Since the momentous news, millions of Africans have poured out their heartfelt thanks and praise.

“Thank you so much, Haley,” said Democratic Republic of Congo citizen, Grace Ladumba, who no longer needs fear being murdered in a civil war caused in part by the external meddling of foreign interest groups thanks to young Smith’s tireless efforts to dig a well and play soccer with fly-covered five-year-olds. “You know, we see America in such turmoil because of the brutal, dictatorial police force there – perhaps we should return the favour and send some of our young adults to save your people?”

And despite this massive outpouring of appreciation, Smith remains humble.

“Really, it’s the people of the beautiful country of Africa that I should thank,” she said. “They have profoundly affected me for the rest of my life: I can safely say that, no matter where my future will take me, my Facebook profile picture will never be the same again.”

Saturday, September 5, 2015

New diet induces rage, irritability in just three days

Scientists are in awe today, after dieticians revealed a brand new diet that produces deep anger, stress and irritability in record time.

The new diet, which is taking the world by storm, is revolutionary, far suppassing other competing food fads when it comes to turning human beings from normal, reasonable people into weight-obsessed, sleep-deprived, easily infuriated pricks.

Really, there’s nothing else like it,” said head doctor at the Centre for Food and Nutrition, Dr Jake Banting. “When it comes to creating a deep, burning hunger that eats all the way to the core of your being, slowly driving you into a dark, awful madness where every human being just pisses you off as soon as they open their faceholes, then no other diet is better.”
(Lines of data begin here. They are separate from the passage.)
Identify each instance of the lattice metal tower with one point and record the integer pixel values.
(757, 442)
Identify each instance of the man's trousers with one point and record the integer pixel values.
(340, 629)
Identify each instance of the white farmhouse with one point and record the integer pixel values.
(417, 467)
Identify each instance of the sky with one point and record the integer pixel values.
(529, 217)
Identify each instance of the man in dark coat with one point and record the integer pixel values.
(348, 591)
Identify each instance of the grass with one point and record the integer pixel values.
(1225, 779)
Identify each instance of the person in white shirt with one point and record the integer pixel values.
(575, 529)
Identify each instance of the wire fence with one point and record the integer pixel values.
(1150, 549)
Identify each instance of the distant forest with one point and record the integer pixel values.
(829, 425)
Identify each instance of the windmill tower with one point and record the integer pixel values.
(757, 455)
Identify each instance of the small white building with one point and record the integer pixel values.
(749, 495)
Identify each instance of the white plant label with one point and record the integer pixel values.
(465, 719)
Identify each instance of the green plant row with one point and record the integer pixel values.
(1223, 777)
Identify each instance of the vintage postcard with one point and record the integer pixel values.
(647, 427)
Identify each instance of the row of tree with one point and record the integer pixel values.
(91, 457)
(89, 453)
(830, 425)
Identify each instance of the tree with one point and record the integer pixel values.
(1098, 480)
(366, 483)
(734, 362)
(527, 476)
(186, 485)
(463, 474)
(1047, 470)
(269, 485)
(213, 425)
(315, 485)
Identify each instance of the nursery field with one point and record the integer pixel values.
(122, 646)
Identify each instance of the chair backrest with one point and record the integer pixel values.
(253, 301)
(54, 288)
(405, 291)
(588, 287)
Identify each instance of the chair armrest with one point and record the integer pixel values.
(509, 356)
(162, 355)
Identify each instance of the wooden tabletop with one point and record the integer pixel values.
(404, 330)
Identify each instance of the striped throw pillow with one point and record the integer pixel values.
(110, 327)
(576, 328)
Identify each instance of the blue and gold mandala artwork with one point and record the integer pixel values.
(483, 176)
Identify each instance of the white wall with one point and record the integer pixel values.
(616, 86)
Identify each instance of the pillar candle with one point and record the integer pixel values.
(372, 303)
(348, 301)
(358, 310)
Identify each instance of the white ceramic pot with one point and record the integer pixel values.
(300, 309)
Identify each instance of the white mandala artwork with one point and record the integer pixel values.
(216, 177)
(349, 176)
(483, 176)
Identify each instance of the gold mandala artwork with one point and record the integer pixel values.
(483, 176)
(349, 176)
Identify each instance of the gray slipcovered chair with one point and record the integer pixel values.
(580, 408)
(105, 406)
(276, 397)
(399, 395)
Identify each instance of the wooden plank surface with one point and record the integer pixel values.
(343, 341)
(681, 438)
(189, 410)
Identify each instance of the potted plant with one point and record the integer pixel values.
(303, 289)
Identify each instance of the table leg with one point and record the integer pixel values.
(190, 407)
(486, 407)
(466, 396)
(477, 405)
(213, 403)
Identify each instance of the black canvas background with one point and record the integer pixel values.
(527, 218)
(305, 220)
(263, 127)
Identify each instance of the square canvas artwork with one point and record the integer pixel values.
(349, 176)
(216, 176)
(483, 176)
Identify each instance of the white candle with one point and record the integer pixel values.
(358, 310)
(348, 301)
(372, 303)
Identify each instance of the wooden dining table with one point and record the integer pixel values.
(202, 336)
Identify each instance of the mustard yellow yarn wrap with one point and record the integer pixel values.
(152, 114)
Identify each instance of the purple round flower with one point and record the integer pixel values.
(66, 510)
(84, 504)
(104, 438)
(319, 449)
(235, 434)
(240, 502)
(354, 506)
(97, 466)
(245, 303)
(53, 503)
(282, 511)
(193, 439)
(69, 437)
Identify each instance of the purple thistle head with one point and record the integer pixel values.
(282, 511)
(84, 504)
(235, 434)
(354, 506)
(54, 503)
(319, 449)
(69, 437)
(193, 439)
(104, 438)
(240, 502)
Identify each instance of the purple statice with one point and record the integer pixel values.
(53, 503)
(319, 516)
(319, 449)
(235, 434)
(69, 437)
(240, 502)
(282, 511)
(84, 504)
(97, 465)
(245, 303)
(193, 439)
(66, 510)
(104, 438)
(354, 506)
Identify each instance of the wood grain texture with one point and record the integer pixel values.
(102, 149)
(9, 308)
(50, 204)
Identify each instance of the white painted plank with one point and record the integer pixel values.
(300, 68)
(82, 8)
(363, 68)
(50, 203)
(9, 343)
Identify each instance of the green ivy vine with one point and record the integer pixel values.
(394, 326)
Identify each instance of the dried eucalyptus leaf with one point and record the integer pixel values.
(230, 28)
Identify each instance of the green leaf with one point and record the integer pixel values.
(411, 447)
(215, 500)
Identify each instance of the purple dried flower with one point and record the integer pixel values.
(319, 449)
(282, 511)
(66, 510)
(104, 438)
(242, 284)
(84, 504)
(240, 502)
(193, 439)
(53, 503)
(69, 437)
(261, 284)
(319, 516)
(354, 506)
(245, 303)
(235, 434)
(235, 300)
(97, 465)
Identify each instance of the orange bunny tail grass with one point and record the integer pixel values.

The simple juice diet – consisting of just a combination of lemon, chilli and fresh herbs - works quickly to help your body lose that unwanted extra contentment that you can just feel hanging on you.

“With just one sip of the stuff, you’ll feel immediate results,” said Banting. “That juice hits your belly, and you can almost instantly feel yourself become as bitter and sour as the very juice you’re drinking.”

However, some doctors have issued a caution to the public, saying that this crazy new diet may have some unintended side effects and results.

“Unfortunately, the juice diet does have the same negative, unwanted side-effects that all these diet plans have,” said chief researcher at the Medical Advisory Board, Selina Druggs, “such as minor weight loss and a tiny decrease in visible bodymass.”

Despite this, she says interested dieters shouldn’t be too worried.

“Some people might be scared that they’ll lose a few pounds on their journey to becoming a crabby bitch,” she said, “but really, the loss is so small it’s almost negligible.”